# Vodka Derived From Dorset Milk



## bry1975 (Feb 6, 2004)

Have any of you southern chaps had the pleasure of tasting Black Cow Vodka dervied from Cow's milk?

Thanks in advance.

Bry


----------



## dowsing (Sep 21, 2006)

Not personally Bry but I hear it's very sMOOth


----------



## Mr Cracker (Nov 25, 2010)

Yes I tried it a few weeks ago, I had it as a shot straight up.....potent stuff.

I am sure if you had it with a mixer it would be nicer.

Dan.


----------



## marmisto (Jan 1, 2009)

Blimey, they sell it in our village shop, I'd better get a moo-ve on.

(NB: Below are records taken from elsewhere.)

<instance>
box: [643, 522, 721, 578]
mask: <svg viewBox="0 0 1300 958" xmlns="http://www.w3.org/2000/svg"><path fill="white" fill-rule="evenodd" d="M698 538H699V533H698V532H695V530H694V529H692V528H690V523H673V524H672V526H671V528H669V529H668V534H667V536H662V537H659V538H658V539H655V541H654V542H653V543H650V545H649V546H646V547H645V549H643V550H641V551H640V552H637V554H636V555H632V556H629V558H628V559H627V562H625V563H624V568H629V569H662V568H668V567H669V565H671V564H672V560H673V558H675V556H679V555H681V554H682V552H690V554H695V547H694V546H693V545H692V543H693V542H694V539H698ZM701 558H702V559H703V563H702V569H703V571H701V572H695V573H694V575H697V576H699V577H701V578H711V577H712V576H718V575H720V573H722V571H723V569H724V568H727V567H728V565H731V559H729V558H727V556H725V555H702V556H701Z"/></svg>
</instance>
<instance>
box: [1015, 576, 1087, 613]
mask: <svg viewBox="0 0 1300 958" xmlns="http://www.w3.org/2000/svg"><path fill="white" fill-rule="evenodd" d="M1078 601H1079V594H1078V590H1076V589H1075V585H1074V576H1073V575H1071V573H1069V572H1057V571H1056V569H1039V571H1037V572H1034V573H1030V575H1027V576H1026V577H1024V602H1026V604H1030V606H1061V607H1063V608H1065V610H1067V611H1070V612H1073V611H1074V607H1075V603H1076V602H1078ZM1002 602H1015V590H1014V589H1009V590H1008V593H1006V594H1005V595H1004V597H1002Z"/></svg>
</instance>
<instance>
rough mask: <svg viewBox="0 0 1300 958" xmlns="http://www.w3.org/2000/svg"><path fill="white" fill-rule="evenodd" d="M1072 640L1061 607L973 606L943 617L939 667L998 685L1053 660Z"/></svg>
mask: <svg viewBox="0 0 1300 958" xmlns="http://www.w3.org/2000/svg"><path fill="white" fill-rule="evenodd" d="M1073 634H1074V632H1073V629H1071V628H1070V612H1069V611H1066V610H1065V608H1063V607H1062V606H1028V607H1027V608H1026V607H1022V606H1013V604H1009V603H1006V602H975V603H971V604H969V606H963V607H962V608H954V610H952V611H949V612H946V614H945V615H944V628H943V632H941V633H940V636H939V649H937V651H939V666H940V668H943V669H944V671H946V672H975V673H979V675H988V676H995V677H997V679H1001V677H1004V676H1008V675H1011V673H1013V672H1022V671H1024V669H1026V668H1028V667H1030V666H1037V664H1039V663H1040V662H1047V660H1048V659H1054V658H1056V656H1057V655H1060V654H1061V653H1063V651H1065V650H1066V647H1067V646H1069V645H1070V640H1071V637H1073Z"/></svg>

Wonder if it's any good on All-Bran....


----------



## Roger the Dodger (Oct 5, 2009)

Bond definitely won't approve...... :lol: :lol: :lol: :lol:


----------



## bry1975 (Feb 6, 2004)

Gonna have to try it with me porridge..


----------



## BondandBigM (Apr 4, 2007)

Vodka from milk ??? New one on me but there was that bloke that got wine from water so you never know.

:lol: :lol:


----------



## pugster (Nov 22, 2004)

i can do wine from water its easy , add sugar and yeast and job done


----------